Elle sera aussi cette femme follement amoureuse d’un officier allemand pendant l’occupation qui sera arrêtée en raison de sa liaison affichée. L’occasion de répondre le fameux « Si mon cœur est français, mon cul, lui, est international ! ». Cette liberté de vie, de ton et de choix est joliment retranscrit grâce à la coécriture d’Elodie Menant et Eric Bu, s’étant attelés à apporter de la vérité et du réalisme au récit.
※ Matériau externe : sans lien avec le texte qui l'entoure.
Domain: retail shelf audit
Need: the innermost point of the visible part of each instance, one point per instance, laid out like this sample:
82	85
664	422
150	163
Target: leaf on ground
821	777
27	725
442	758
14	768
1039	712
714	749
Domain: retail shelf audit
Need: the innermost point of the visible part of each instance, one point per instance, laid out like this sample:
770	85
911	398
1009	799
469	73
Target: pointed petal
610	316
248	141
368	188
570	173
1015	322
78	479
Le témoignage d’une époque
« Mesdames, Mesdemoiselles, Messieurs, bienvenue aux Folies Arletty ! Ce soir, je passe ma vie en revue !». Arletty est notre hôte le temps d’un spectacle, créant une proximité immédiate avec un public à l’écoute.
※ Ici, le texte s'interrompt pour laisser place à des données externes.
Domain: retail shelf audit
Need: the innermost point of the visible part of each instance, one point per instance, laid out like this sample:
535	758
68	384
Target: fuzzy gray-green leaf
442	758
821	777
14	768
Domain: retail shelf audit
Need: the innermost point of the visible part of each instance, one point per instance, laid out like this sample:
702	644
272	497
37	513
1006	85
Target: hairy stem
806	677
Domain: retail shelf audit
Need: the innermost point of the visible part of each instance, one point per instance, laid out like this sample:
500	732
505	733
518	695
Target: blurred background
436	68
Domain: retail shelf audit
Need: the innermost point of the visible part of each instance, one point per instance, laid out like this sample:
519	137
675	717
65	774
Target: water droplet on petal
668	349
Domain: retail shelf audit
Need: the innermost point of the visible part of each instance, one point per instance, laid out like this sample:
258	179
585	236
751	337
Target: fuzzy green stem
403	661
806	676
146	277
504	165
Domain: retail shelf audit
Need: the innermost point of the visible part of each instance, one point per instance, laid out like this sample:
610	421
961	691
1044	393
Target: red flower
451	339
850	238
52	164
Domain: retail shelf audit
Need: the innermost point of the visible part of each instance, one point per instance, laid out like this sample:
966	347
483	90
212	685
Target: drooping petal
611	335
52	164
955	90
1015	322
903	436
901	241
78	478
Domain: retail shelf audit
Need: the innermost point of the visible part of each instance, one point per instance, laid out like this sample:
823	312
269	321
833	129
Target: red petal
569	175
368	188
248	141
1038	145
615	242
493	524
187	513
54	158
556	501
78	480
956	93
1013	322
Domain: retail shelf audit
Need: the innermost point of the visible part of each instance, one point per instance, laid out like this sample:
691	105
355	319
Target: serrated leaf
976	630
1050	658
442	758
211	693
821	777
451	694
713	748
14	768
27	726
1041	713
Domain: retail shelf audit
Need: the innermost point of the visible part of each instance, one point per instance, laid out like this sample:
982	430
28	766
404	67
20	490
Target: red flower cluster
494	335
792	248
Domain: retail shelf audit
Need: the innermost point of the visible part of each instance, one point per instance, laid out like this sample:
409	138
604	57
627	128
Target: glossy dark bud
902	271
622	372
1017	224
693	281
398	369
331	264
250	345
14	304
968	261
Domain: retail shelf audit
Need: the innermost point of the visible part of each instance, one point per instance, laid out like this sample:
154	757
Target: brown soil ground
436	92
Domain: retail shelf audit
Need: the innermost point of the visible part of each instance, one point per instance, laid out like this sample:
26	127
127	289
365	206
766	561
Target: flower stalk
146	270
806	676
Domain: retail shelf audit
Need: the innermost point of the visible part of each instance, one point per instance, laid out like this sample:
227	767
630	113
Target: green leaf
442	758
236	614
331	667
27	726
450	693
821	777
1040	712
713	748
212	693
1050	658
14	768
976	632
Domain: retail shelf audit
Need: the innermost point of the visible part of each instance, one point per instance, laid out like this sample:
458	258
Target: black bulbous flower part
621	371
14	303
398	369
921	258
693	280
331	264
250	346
Elodie Menant joue Arletty. Témoins de son existence, elle d’adresse aux spectateurs avec toute sa gouaille parisienne brisant le 4ème mur sans cesse. Cette jonglerie est assez bluffante tant les changements public/scène sont pertinents dans la logique du récit. Le public aurait pu se perdre dans la multitude de références faites. La pièce s’organise habilement nous faisant traverser le XXème siècle en version express mais en se raccrochant à des bribes d’informations parsemées.
Johanna Boyé signe une mise en scène soignée et virevoltante donnant du fil à retordre à la troupe car tout va très vite. La chanson reste présente nous rappelant qu’Arletty elle-même a joué dans plusieurs comédies musicales et enregistré plusieurs chansons. Amoureux du swing ou de la chanson d’entre-deux-guerres, vous ne serez pas déçus.
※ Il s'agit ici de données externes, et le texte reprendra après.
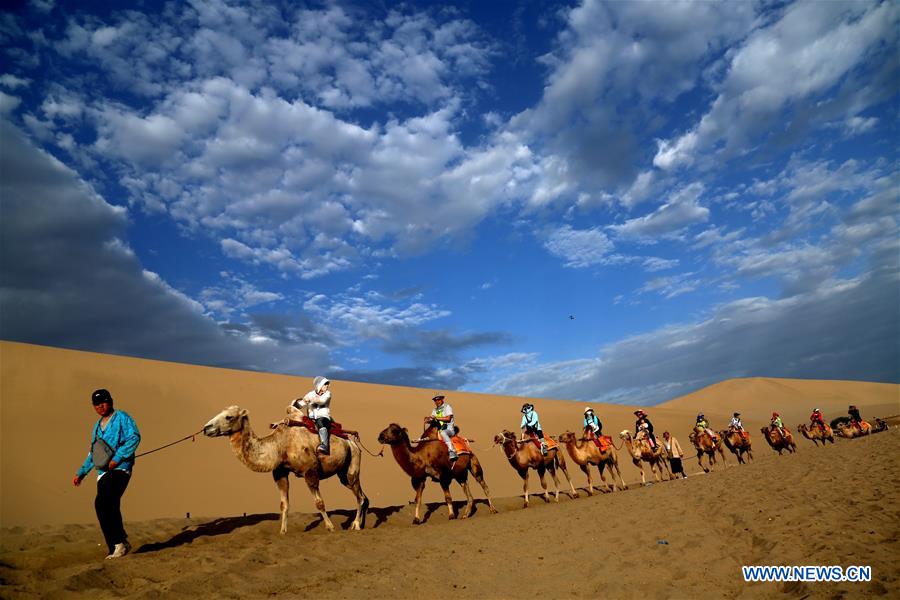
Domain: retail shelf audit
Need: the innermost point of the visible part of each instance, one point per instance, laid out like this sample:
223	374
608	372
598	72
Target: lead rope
184	439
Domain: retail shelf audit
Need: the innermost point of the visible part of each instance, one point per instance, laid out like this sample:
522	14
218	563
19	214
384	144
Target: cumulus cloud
811	49
70	281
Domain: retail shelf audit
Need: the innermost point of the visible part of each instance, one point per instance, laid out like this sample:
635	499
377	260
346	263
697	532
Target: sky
597	201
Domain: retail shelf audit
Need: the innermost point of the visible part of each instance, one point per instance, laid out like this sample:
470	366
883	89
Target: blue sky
616	202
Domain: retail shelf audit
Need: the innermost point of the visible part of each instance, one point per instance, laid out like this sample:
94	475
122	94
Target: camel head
504	436
226	422
567	437
393	434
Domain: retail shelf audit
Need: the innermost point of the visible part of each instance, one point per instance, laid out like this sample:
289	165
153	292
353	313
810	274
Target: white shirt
319	406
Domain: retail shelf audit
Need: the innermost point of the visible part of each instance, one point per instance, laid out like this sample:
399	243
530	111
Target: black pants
110	488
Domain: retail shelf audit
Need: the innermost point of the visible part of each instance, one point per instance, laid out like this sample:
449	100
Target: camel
779	443
705	446
816	434
852	431
585	453
737	443
523	456
639	448
293	450
429	459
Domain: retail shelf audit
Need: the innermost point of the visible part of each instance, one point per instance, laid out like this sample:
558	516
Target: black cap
100	396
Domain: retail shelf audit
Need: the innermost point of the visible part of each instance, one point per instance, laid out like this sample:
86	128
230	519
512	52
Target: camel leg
606	488
525	486
541	475
350	479
445	485
312	481
419	486
478	474
619	474
281	480
565	469
555	480
470	500
587	472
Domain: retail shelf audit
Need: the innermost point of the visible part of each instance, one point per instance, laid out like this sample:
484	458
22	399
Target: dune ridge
45	420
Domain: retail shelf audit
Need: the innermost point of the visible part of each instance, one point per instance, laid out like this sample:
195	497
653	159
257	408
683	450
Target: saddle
334	429
551	443
603	442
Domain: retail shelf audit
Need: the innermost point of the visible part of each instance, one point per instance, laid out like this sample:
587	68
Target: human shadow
219	526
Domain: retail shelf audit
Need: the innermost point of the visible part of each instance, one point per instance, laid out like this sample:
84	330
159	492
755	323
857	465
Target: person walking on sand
318	400
446	424
592	424
114	440
675	453
531	425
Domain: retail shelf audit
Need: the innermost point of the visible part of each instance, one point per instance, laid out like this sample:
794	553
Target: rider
703	425
736	423
592	424
644	423
443	414
777	424
319	402
817	418
531	425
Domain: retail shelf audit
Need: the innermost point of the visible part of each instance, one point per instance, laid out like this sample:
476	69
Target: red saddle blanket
603	442
335	429
551	443
461	444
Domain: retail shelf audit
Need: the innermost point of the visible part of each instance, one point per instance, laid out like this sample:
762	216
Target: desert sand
836	505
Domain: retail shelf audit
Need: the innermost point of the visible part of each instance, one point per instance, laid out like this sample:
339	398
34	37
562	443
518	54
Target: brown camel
526	455
293	450
706	446
851	431
737	443
585	453
639	448
429	459
816	434
779	443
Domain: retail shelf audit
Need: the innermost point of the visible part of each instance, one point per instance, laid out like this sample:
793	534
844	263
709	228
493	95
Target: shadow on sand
216	527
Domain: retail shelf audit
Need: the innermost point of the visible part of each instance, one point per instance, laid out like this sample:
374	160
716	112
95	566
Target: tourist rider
817	418
736	423
592	424
703	425
644	423
776	423
114	440
443	416
319	402
673	449
531	425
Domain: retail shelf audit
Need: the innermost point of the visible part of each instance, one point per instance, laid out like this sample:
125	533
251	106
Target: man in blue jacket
114	439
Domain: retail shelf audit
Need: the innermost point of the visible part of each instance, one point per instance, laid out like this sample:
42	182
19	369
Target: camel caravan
309	444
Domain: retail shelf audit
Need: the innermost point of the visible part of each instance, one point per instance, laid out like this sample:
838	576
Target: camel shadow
381	516
219	526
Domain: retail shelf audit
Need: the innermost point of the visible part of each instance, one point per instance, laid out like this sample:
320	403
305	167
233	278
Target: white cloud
810	49
579	248
682	210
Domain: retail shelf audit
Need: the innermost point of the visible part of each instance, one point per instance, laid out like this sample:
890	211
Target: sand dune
838	505
46	419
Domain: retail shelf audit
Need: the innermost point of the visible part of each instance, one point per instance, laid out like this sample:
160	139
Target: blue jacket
530	419
123	437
Les décors aident parfaitement à s’immerger, s’organisant autour de décors toujours en mouvement. Certains éléments restent fixes dont un rideau de cordes transparent pour mieux faire la distinction entre les scènes et appuyer les changements d’épisodes de sa vie mouvementée dont elle se relève toujours plus forte.
Une troupe criante de vérité
Une belle histoire sans de bons acteurs peut vite perdre de sa nature. Elodie Menant (Le Soldat Rose) est bien évidemment sublime dans le rôle-titre donnant à la fois de la force et de la sensibilité au personnage. Pas de caricature mais une étonnante ressemblance qui nous fige dès son arrivée sur scène. Elle devient Arletty jusque dans le phrasé et la posture. Aucun doute sur son identité et l’identité des 35 personnages que ses trois comparses interprètent avec une grande sincérité et subtilité.
C’est avec beaucoup de fascination que nous découvrons l’entourage d’Arletty grâce à Céline Espérin (Aime comme Marquise), Marc Pistolesi (A ces idiots qui osent rêver) et Cédric Revollon (Le livre de la jungle). Un entourage marquant comme Louis-Ferdinand Céline, Jacques Prévert ou encore Jean Cocteau qui nous rappellent l’importance de la présence de l’héroïne dans le milieu artistique de l’époque.
A l’aide de quelques artifices, le Général De Gaulle apparaît sous nos yeux le temps d’un appel tandis que Jean Gabin souffle « t’as de beaux yeux, tu sais » à Michèle Morgan dans Quai des Brumes sous nos yeux mouillés. Les 3 comédiens suffisent à endosser chaque personnage avec singularité. Une voix, un geste suffisent à recréer un nouveau rôle sur l’instant et nous faire oublier le précédent. C’est magistral.
Arletty est aussi cette femme qui passera les 30 dernières années de sa vie à voir partir les siens. Elle s’éteint à l’âge de 94 ans atteinte de cécité et nostalgique d’une époque révolue. L’attachement à ce personnage est sans appel ainsi que la qualité de notre rendez-vous. De nos jours, une telle liberté semble impossible. Arletty, c’est la modernité. Alors, quoi de mieux que Est-ce que j’ai une gueule d’Arletty pour un retour dans un passé qui nous paraît très très loin. Un vrai et grand MERCI à toute l’équipe pour cette rencontre au sommet.